Some attributes of large molecules make them behave differently from small molecules in reversed-phase separations.
Several readers have sent emails to me lately with questions and problems related to the liquid chromatographic separation of proteins, peptides, and other large molecules, so I've combined their questions into a discussion of some of the problems related to such separations. I'll use proteins as the model compounds, although the general behaviour of large molecules is similar. Reversed-phase liquid chromatography (LC) is the most popular separation technique for these molecules, and will be the focus of this month's "LC Troubleshooting" instalment. Reversed-phase LC, of course, is a denaturing technique, so it is good for analysis, but not for purification or recovery of intact molecules. For example, if you want to separate an enzyme from other compounds and then collect it for other uses, you'll want to preserve the activity of the enzyme. This means that the mobile phase must be sufficiently gentle that it does not denature the protein. Some techniques to accomplish this include ion exchange, gel permeation chromatography (GPC), hydrophobic interaction chromatography (HIC), and affinity chromatography, each of which use a nondenaturing aqueous mobile phase. Reversed-phase mobile phases for protein separations usually include acetonitrile, which will irreversibly denature the proteins.
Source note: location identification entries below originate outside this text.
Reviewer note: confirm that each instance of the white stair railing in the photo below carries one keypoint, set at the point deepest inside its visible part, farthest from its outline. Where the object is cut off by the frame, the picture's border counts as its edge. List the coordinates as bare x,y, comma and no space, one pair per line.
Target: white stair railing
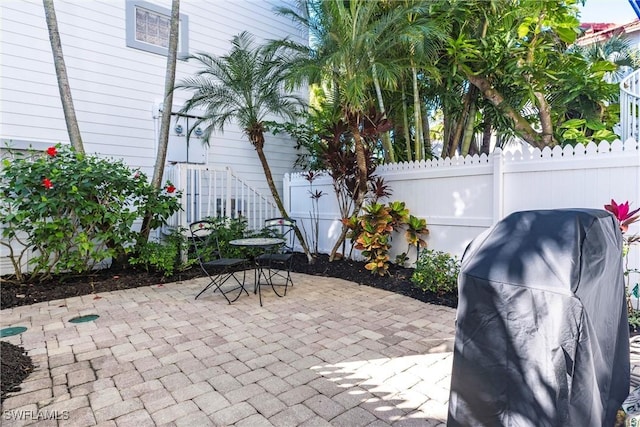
208,192
630,106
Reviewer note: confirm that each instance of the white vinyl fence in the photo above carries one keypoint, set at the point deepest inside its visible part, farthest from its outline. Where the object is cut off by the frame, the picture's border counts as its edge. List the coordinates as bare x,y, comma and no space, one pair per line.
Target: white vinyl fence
462,197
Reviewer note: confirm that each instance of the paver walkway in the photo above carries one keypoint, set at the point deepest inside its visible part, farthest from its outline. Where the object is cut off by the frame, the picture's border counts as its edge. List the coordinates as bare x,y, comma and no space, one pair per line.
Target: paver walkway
329,353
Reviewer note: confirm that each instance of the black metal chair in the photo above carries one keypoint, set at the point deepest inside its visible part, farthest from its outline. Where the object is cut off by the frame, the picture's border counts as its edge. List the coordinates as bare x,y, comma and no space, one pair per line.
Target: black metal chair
277,263
206,246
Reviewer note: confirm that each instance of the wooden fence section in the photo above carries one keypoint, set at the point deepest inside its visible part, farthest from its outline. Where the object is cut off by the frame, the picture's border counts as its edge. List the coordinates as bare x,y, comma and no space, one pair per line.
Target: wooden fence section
462,197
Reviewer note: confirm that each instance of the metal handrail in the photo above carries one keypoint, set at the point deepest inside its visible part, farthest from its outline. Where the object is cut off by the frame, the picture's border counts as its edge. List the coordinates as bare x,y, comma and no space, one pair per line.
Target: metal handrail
630,106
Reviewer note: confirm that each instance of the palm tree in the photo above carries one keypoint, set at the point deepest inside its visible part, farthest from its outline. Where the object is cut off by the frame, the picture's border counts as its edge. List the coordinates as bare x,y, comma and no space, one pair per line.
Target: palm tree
617,49
165,122
245,86
63,79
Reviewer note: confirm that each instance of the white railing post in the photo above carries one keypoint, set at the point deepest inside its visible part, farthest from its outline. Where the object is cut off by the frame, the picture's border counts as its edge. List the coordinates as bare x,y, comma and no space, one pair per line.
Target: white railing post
229,176
630,106
498,185
184,200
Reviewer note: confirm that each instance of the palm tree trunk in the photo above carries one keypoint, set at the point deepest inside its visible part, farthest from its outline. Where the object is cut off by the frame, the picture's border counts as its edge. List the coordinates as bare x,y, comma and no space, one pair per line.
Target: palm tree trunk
468,132
63,79
276,197
418,146
389,155
165,121
486,137
521,125
426,131
361,189
405,119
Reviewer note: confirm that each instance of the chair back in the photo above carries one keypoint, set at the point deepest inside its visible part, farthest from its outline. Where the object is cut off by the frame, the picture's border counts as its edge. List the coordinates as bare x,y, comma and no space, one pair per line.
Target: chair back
204,238
283,228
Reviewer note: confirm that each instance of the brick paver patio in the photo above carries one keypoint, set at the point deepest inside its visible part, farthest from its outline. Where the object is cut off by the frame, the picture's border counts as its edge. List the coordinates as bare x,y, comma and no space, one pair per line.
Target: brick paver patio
330,353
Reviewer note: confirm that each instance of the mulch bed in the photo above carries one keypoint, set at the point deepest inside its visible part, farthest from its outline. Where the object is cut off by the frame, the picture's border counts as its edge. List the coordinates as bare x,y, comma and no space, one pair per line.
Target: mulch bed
16,366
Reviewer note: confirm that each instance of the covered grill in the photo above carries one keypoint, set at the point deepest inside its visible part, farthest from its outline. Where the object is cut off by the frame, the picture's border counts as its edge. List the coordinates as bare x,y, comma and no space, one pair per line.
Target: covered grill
542,337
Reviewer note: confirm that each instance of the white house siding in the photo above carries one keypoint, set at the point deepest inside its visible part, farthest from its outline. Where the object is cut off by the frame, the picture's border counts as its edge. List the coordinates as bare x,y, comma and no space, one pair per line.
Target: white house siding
115,87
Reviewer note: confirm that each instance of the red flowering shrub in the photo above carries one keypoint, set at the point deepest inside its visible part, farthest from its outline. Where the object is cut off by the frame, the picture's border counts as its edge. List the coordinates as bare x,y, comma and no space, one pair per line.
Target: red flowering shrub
70,211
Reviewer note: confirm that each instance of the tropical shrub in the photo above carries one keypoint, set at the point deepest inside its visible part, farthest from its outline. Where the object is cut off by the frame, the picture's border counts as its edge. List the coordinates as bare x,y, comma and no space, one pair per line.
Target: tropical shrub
437,272
371,233
70,211
163,257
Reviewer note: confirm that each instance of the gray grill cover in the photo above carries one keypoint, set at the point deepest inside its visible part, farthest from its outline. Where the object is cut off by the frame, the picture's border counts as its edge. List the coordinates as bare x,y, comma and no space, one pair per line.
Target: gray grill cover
542,337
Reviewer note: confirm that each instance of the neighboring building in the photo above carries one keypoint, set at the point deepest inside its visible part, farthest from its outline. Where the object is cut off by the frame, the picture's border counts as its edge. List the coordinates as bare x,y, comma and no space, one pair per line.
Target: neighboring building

When protein separations by Reversed-phase LC were first being explored in the 1980s, some workers thought that the separation mechanism was completely different than that for small-molecule separations. Today, we know that is not the case — the same rules apply. But there are some aspects of the separation that we have to be careful of or we will not get the results we expect. Even today these "surprises" can confound workers new to the field. Let's look at some of the aspects of large-molecule separations that we need to pay attention to with reversed-phase LC.Column Selection
Before starting any kind of LC separation, we need to pick a column. There are literally hundreds of Reversed-phase columns to choose from, but we still need to make a wise choice. With small molecules, typically we start with a silica-based column with a C18 or C8 bonded phase. With large molecules, a C4 phase is a much more common choice. For small-molecule separations (for example, <1000 Da), the sample molecules are small enough to get between the bonded phase chains on the packing surface, so different chain lengths will effectively result in a different amount of chemically active surface area. Thus, we typically observe that a C18 phase will have retention factors that are perhaps 70% larger than those for a C8 phase, or that it takes approximately 5% more organic solvent to get the same retention time with a C18 phase as with a C8 phase. On the other hand, large molecules (for example, >10 kDa) are too large to penetrate the densely bonded phase, so they only "see" the tips of the bonded phase chains. This means that a C8, C18, and even C4 chain length "look" about the same to a large molecule. Another way to think of this is to visualize the column packing as a toothbrush, where the handle of the brush is the silica support and the bristles are the stationary phase molecules, fastened at one end. Small molecules might be thought of as grains of sand, which can penetrate into the densely packed bristles, whereas a large molecule might be more like a marble that sits on top of the tips of the bristles. So there isn't much effect of bonded phase chain length on retention with large molecules. Early in the development of such separations, a C4 chain length was chosen and has become the defacto standard for protein separations.
A second aspect of the column that is important is the size of the pores in the packing particles. The silica support is not a solid bead with the bonded phase on the outside, like the fuzz on a tennis ball. A better description would be a porous sponge, or better yet, a popcorn ball, where the pores are the spaces between the kernels. As a result, nearly all the surface area is within the particle, not on the outside. For this reason, the pores have to be large enough that the sample molecules can easily penetrate the pores. As a rule of thumb, we want the pore diameter to be at least three times the hydrodynamic diameter of the sample molecule. Columns used for small-molecule separations typically have pore diameters that range (between products) of 6–15 nm (60–150 Å), which are ample for free movement of small molecules in and out of the pores. Such pores, however, are too small for proteins, where pore diameters of 30–40 nm (300–400 Å) are more common. Larger-pore columns are available for size exclusion separations, but surface area is roughly proportional to the pore diameter, and retention to surface area, so excessive pore diameters may translate to insufficient retention.